Additionally, COVID-19 has already affected global logistics activity. By late February, port calls by commercial vessels had decreased by up to 30 percent compared to a year ago.55 Nine percent of global shipping capacity, equivalent to 2.04 million TEUs (twenty-foot equivalent units), is inactive, which is greater in terms of TEUs than the decline seen following the 2008-09 financial crisis (although in percentage terms, the post-2009 decline was greater, at 11.7 percent).56 Maersk has issued a warning to expect greater uncertainty in the volume of its business in 202057, and supply shortages may lead to a decline in global auto market sales of 8 percent in 2020.58
It’s impossible, by definition, to prepare for a black swan event. But the outlines of the post-pandemic world are already clear, and thus it is possible to prepare for what comes next. COVID-19 is no bubonic plague, and it is unlikely to upend the social order as radically as did the outbreak of 1348-50, which paved the way for the Renaissance and the early modern period. But it will contribute to a shift in where global power resides, and how nations are forced to interact with each other.

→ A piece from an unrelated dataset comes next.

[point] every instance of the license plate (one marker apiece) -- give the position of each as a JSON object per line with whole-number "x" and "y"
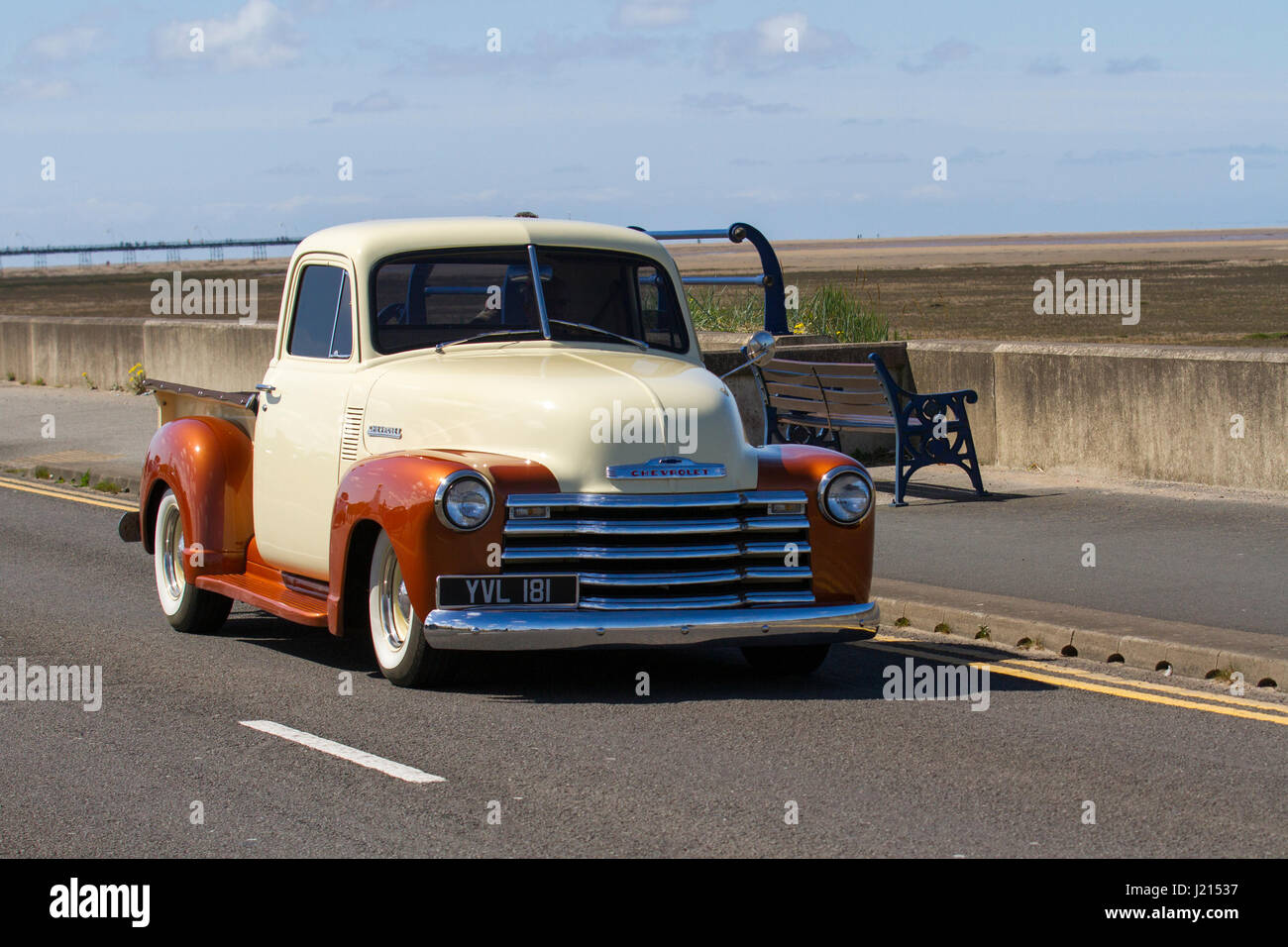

Businesses that have become accustomed to doing business in China will need to reassess their tolerance for political risk, both as the regime continues to encounter domestic political opposition and as the U.S. recognizes the risks to its own population posed by undue dependence on Chinese supply chains. Companies will need to establish alternate geographies for production in places that cannot yet support manufacturing at similar scales. Alternatives to production in China exist but are limited, which means businesses that can act quickly to establish partnerships in new countries will benefit more than those that drag their feet.
Commercial success in the next decade will require a realization that the inevitable march toward global integration and cooperation envisaged in the mid-to-late 2000s was not inevitable after all. Business decisions will need to be made alongside careful considerations of the geopolitical risks posed by doing business in parts of the world that, until recently, were considered safe. The great dream of globalization imagined by so many will turn out to be just that, and strategic competition that’s been witnessed throughout all of human history will again become increasingly commonplace.